Talking Out Both Sides of Our Mouths On MOOC Course Quality
The California state Senate will soon be considering a bill that requires the University of California system universities and colleges to accept online courses taken from other other providers for credit toward U.C. degrees.
The bill is an attempt to deal with the problem of over-enrollment in required courses, which keeps students from completing their degrees on schedule. So far, the idea of this proposal is that accepting online courses for credit transfer would apply only to required courses that are oversubscribed.
It’s not clear where MOOCS in particular fit into this proposal, but presumably if any accredited institution ever offers a MOOC course for credit at their own institution, that’s a MOOC the University of California would have to consider accepting for transfer.
The more straightforward solution — fully funding their state university system so that classes aren’t oversubscribed to begin with — doesn’t seem to be in state Senate’s power. In past generations, California was renowned for making a decent college education affordable for every resident who could win admission, but that doesn’t seem to be in the cards for this generation. Sorry kids.
What interested me about this story, was the line, “A student could get credit from a third-party course only if the course was full at the student’s home institution, and if that institution did not offer it online.”
Why is that? Is the online course a good enough substitute for the traditional class or not? If it is, then what difference should it make if the traditional class was available or not?

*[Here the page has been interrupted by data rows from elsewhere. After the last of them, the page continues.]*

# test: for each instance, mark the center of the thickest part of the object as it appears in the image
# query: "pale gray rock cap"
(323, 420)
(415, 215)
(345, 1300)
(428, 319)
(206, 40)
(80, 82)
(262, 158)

It can’t be because the course comes from a third party. Students often transfer from one college to another and have their accumulated credits evaluated for transfer on a case-by-case basis. The fact that a student’s new college offers a course they already took elsewhere doesn’t usually rule out transferring that credit.
Why handle it differently now if the third party is an online course provider? Obviously, because the traditional class is still presumed to be superior.
Which I don’t necessarily disagree with. I’m taking an agnostic view on the question of equivalency in online education. If people want to argue that online education is not equivalent to a real college course, that’s fine. But if you don’t believe it is, then accepting it for transfer credit is a pretty weak way to deal with underfunding of the university system.
The people making public education policy –in California and elsewhere — are talking out of both sides of their mouths on the issue of MOOC course quality. This logical inconsistency exposes the anxiety about quality that policymakers don’t have the political will to resolve. They’re in a tough spot, to be sure. It’s clear what they really want is for students to take courses the way they’ve always done, but they are unwilling to require taxpayers to make that investment.
Meanwhile, the look to online education as a salvation while holding their noses and saying, okay, we’ll take the cheaper option, but only when we have to. They’re looking at online education as the least-bad solution to their problems rather than as an opportunity or — if they can’t really think it’s an opportunity — looking for what by their own criteria would a real solution.
The online course providers, meanwhile, are girding for battles over how their courses match up with the traditional classroom, and at this rate, they’re going to find that the day is won with arrows still in the quiver. The most dispiriting quote from the New York Times reporting on this bill came from an organization representing university presidents:
“It’s almost unthinkable that so many students seeking to attend the public colleges and universities are shut out,” said Molly Corbett Broad, the president of the American Council on Education. “I definitely expect it to spawn serious deliberations within the faculty, but these would be the basic courses that perhaps faculty gets the least psychic reward from teaching.”
In other words, faculty talk a good game about educational quality and we expect to see the faculty run this around the committee structure for awhile, but in the end they’ll be just as glad not to deal with freshman anyway.
As I say, I’m open to arguments either way about whether online courses make equivalent substitutes for traditional courses, but it appears that U.C. faculty and legislators aren’t going to engage in that argument in ways that matter. They might grumble in passive-aggressive ways about it and put temporary conditions on the use of online education that will erode later when it’s not their problem anymore. But they’re not actually making a case.